Restructuring the responsibilities of public-safety officers, AS WELL AS teachers and school staff, so that social services resources can handle counseling, conflict resolution, domestic abuse, and addiction interventions -- taking the lion's share of this work off the backs of police and schools -- would be a dream come true for so many of us!
The money to provide these alternatives, at a robust enough level, is not something we can raise from taxes locally. I believe we need a Federal government that taxes income at the rates of the Eisenhower years, and returns the lion's share to communities for infrastructure and human needs. A graduated income tax at the state level would help, as well.
You were missed at Town Meeting, Mike, and I hope you and your family are all safe and well.
* the "Message" box for creating new posts is very small -- 3 5/8" wide by 3/4" high on my monitor. Makes it impossible to see a post that's more than a few words, which makes proof-reading and editing cumbersome. Can it be made bigger?

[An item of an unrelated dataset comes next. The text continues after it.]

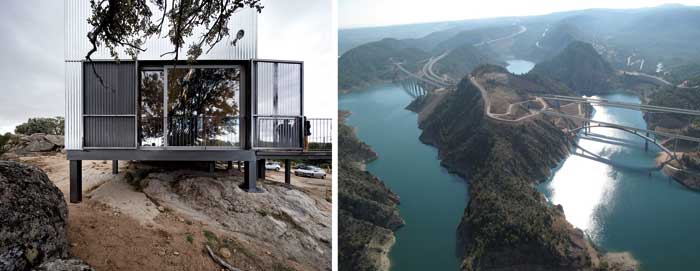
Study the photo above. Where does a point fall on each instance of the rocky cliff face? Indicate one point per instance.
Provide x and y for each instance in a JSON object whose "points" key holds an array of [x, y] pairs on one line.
{"points": [[580, 68], [507, 224], [33, 228], [23, 144], [368, 212]]}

* The "Submit Post" button is way down at the bottom. If you're replying to a long message, you have to scroll down to find it. Could it be located nearer the top?

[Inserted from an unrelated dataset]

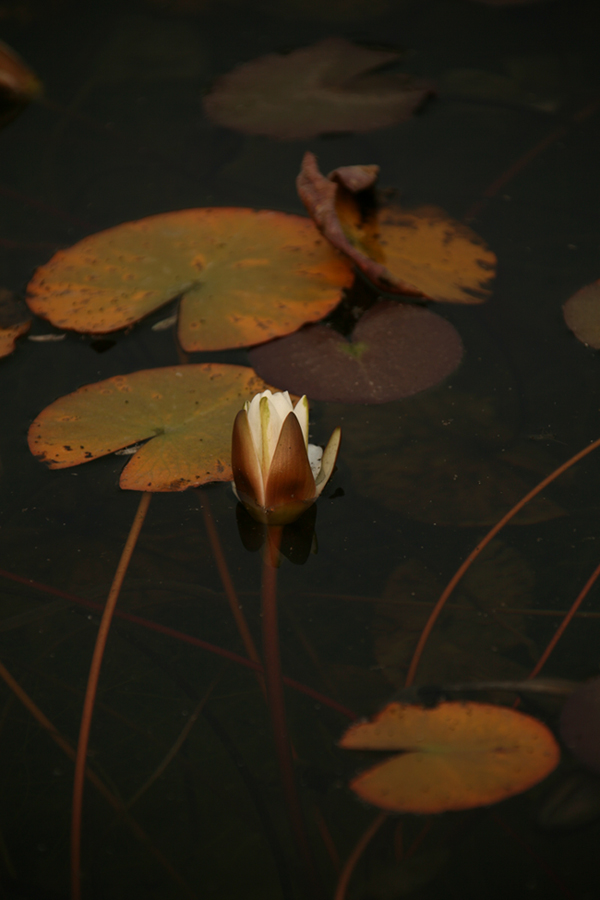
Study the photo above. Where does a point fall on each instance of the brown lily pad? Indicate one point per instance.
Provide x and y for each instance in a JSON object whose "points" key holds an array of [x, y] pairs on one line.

One wayis that on Article 6, the omnibus general budget article, someone could raise a question about the police budget, asking something along the lines of, "How will this money be used to address the issues raised by recent demonstrations in Montague and around the country?" I would suggest giving Chief Williams and the selectboard and town administrator a heads up beforehand (say, by emailing them this week) that the question will be asked, so they have a chance to prepare. My idea is that it's best not to blind-side them -- give them as good a chance as possible to answer the question, and then see what they say.
I would do this myself, but, after a lot of thought, I've decided not to attend the meeting. Long story short, I'm in a high-risk category, as are members of my family, and that comes first. It wasn't an easy decision -- I think this will be the first annual meeting that I've missed in 20 years -- but it seems like the right one. So I'm hoping that someone who does go will decide to do this.